Finally, we have built a lab environment in which we can test the GATT implementation of the phone independently of any Fitbit business logic (outside of Bitgatt).  We can simulate any tracker’s behavior and determine whether the mobile OS or our firmware behavior is at fault. We run automated regressions against Bitgatt, but we also try to test when mobile OS updates roll out to help us detect issues hopefully before our users.  There is probably another entire blog post on our testing around GATT, but I’ll leave that to another developer :-).

It all started here – BT4.0 … Android phones that use this are still out there …© Raimond Spekking / CC BY-SA 4.0 (via Wikimedia Commons)

Ideally, and perhaps idealistically, as Android BLE has been something of a tragedy of the commons with every application having access to every other application’s peripherals, being able to interact with the radio in unfettered ways, and consuming BLE bandwidth in any way they see fit, working together to utilize one or more quality libraries can help to reduce the bandwidth wasted through un-necessary scanning, applications fighting with each other and keeping the GATT queues healthy.  We hope that you find Bitgatt useful, even just for inspiration, and we look forward to collaborating with the Android community on BLE. Even if you are just looking to do something simple with BLE, it would be best to start using one of the existing BLE frameworks, as you will be able to spend more of your time on your own functionality and less troubleshooting someone else’s.
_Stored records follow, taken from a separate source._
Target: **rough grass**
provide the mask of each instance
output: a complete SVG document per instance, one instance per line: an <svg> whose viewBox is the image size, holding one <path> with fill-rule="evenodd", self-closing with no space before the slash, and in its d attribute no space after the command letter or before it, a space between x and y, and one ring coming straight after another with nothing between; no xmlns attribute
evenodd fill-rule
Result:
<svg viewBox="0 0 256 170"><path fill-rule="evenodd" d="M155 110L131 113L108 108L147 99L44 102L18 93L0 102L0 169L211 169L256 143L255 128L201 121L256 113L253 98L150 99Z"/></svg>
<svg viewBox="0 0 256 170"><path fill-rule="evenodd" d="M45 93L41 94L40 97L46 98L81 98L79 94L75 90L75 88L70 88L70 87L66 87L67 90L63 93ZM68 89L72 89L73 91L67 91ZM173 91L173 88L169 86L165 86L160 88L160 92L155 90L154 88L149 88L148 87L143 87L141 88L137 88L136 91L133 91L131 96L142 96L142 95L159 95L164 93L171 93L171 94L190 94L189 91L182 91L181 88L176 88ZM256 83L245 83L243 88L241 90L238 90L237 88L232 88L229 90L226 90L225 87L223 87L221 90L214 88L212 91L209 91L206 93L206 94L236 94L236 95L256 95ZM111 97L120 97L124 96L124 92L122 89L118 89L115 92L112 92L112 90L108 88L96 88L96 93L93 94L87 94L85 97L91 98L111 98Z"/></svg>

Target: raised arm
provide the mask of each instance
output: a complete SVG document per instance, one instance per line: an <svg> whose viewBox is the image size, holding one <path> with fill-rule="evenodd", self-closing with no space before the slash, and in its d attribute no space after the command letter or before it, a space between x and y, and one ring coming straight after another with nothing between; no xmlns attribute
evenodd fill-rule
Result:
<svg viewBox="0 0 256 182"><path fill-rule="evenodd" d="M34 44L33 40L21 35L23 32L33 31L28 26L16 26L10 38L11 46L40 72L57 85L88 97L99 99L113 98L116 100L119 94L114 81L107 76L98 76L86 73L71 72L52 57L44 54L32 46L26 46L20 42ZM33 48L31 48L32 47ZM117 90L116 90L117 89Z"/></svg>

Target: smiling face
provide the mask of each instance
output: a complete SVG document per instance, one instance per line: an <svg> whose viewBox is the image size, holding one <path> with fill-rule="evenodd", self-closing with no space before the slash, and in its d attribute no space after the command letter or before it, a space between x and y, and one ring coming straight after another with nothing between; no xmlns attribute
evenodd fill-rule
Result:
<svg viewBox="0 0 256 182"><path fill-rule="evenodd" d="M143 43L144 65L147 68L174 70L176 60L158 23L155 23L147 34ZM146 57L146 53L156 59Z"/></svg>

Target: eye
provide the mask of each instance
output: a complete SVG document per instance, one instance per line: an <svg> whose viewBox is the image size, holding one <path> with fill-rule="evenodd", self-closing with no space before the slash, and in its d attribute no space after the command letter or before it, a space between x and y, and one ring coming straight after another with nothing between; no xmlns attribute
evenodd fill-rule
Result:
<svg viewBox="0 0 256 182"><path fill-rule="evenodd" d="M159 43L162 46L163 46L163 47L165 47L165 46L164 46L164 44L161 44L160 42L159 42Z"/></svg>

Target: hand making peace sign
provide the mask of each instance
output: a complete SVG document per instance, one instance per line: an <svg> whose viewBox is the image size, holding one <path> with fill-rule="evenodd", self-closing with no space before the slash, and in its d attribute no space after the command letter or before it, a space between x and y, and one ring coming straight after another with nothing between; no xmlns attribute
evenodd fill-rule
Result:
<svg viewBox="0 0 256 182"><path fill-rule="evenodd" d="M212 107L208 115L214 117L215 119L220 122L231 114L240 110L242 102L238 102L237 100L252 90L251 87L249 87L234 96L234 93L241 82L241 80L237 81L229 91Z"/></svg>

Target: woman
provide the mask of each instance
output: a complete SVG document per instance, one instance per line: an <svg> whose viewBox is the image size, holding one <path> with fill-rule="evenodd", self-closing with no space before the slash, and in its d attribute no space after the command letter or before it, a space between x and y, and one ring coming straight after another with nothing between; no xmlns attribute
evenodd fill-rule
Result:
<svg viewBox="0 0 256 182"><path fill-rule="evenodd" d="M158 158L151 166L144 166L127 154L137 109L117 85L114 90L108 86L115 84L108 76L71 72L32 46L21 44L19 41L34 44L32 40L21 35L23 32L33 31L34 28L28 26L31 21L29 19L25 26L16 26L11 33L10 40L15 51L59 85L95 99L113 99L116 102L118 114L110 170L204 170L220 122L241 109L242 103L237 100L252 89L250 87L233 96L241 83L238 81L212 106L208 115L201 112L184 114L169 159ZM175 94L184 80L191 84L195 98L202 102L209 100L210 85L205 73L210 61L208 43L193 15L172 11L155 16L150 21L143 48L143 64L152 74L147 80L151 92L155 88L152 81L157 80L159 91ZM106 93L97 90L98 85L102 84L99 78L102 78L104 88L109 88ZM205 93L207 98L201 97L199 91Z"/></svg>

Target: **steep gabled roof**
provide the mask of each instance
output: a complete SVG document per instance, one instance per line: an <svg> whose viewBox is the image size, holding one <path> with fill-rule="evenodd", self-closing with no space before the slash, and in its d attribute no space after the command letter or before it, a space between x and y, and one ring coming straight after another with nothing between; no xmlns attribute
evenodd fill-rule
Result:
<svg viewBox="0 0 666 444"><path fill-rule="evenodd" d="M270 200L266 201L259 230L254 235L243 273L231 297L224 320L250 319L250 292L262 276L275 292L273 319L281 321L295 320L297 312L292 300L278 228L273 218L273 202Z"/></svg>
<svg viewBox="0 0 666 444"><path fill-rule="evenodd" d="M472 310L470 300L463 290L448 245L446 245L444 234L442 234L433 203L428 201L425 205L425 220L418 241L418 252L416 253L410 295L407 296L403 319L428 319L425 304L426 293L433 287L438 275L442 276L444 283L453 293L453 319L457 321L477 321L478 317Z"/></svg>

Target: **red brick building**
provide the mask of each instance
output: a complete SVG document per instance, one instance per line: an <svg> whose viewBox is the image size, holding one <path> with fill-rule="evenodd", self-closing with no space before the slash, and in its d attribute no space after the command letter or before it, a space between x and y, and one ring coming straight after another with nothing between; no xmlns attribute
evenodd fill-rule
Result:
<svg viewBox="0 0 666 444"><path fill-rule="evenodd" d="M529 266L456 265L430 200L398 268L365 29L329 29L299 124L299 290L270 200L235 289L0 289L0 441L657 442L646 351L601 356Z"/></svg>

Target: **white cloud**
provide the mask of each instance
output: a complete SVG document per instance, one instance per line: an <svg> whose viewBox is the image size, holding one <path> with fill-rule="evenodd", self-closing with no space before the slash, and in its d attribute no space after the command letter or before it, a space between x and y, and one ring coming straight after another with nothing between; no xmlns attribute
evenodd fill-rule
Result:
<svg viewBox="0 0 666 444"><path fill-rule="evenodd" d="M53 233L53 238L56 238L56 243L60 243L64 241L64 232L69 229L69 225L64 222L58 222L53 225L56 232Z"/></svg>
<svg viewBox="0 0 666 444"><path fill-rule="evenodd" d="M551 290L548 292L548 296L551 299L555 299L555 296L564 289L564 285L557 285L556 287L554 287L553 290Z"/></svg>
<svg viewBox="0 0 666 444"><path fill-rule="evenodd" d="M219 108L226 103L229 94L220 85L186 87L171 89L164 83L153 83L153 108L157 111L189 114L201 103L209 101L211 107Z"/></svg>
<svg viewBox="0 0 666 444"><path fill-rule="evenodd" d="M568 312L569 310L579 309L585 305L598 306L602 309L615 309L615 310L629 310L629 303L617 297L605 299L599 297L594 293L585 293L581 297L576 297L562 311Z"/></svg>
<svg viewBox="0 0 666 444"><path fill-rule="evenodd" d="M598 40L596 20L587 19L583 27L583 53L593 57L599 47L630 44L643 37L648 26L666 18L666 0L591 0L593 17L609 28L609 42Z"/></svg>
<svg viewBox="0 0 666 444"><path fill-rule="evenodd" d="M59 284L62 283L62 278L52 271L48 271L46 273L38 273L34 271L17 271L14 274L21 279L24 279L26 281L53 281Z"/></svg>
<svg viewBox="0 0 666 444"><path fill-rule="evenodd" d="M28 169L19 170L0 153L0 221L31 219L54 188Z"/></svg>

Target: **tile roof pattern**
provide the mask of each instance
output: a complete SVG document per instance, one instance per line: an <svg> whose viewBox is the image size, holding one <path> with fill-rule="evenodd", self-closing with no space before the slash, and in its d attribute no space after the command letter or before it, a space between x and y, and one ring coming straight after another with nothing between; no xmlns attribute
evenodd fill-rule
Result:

Inevitably whatever your use of BLE you will ultimately expand your feature set and eventually find yourself where we were, understanding that this technology is deeply powerful, but also wildly complex.  We are still learning, and we hope that you will learn with us.

About the Author

Irvin Owens Jr – Principal Software Engineer.

Irvin has been working on Android at Fitbit for 4 years and has been focused on Bluetooth Low Energy for the past 3 years.  He has worked on everything from backend to full-stack, down to mobile, and embedded. He enjoys cycling around the Bay Area and playing basketball with his family. He is presently training (quaking silently) for an impending ride up Mt. Baldy, but he still may chicken out and settle for a metric century around the East Bay :-).

2 Comments   Join the Conversation

2 CommentsLeave a comment

  • Thanks for sharing the information on BLE. We are also facing the same problem with our Health device. We are thankful if you could provide more info on how we can use this library with our project.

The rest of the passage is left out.